Dragging her case awkwardly over the uneven drive, Alice glanced back once at the manor slumbering quietly under the steel grey skies and then resolutely headed along the lane.

She paused at Niamh’s gate, and a couple of seconds later her friend emerged pulling an equally cumbersome case behind her and slamming her front door with a grin.

‘I am so bloody excited!’ she laughed, yanking her case down the path to Alice. ‘Isn’t this mad?’

‘That’s one way to put it,’ Alice said mildly. ‘I’m still not sure we’re doing the right thing.’

Niamh opened her gate. ‘Do you think this is all right?’ She gestured down at her bright red skinnies and Converse boots. ‘I’ve tried to go for the “American girl about town” look.’

‘Niamh, you’re neither American nor a girl about town. You’re an English village rose through and through.’

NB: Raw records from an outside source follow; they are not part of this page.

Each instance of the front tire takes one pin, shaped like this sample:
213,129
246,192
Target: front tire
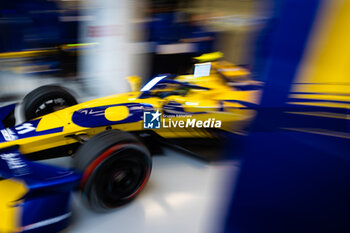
115,168
45,100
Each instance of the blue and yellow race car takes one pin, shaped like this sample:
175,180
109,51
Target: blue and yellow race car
110,140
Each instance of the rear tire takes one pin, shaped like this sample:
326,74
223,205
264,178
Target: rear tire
45,100
115,168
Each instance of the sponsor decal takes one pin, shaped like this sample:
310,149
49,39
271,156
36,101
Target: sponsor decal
154,120
151,120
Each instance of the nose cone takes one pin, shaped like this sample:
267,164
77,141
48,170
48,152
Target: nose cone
46,125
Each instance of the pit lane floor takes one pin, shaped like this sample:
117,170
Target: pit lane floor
183,195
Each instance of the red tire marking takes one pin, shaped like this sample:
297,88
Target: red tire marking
98,161
101,158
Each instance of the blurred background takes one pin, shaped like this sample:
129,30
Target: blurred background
296,169
91,46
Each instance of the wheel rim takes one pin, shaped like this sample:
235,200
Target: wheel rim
121,177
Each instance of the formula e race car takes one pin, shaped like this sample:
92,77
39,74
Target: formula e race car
110,140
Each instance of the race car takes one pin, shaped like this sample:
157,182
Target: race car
110,139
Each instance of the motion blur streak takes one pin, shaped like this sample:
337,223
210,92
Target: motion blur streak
295,177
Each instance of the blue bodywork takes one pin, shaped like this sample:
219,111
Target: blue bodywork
46,205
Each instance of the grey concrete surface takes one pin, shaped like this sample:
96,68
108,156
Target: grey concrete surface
183,195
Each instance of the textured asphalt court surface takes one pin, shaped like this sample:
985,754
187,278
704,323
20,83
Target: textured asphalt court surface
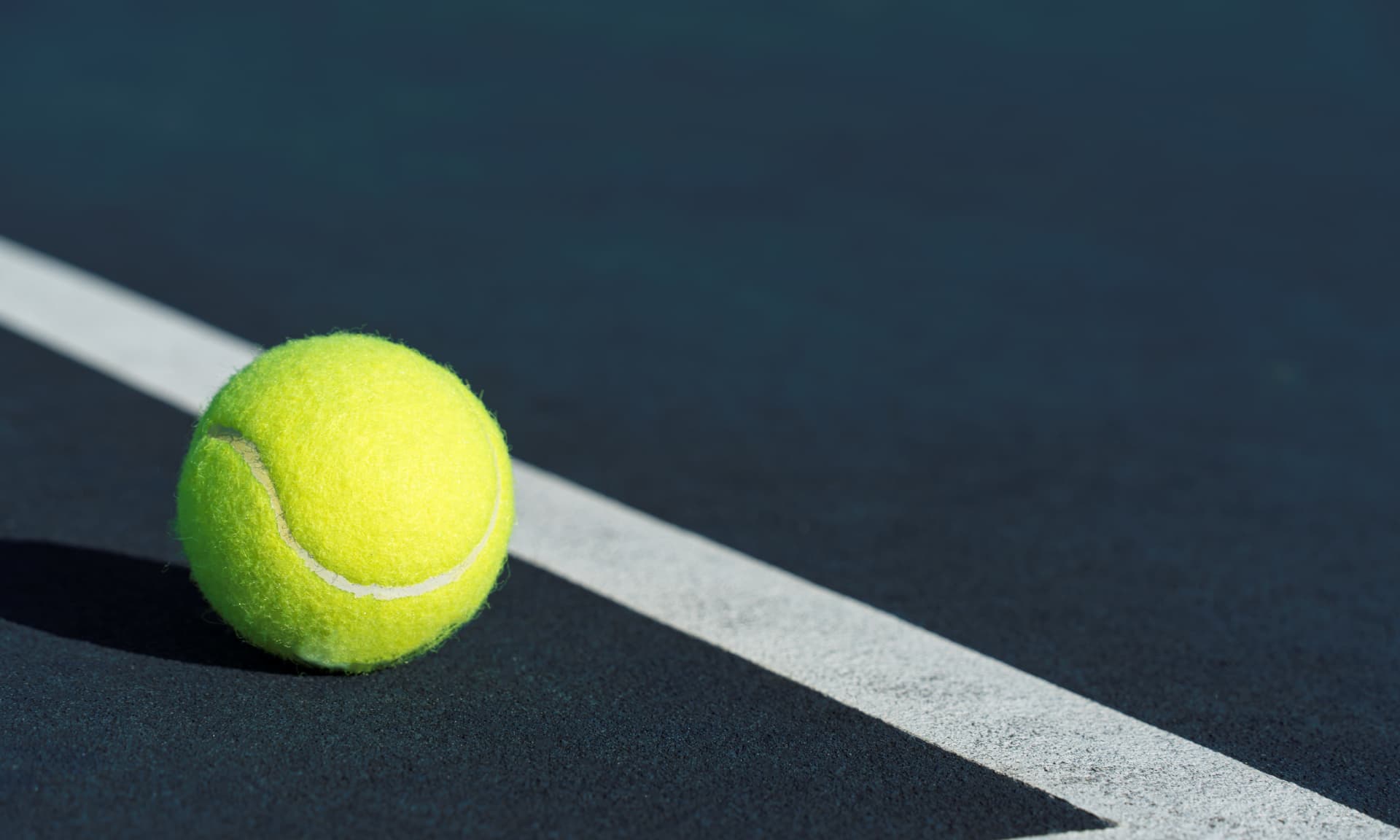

‘So what, I should be wearing a vintage tea dress and have my hair in a neat bun?’ Niamh’s hair was never tidy. Messily pulled back with paint splatters was the usual order of the day, although today it was glossy and hung in loose curls around her pretty face.

‘Niamh. You look gorgeous, okay? God, will you calm down? You’re making me more nervous than I already am.’

‘Why are you nervous? You don’t need to be,’ Niamh said quickly. ‘I think it’s brilliant that Marsh invited us all to go over. Maybe he’s not as cuckoo as he seemed.’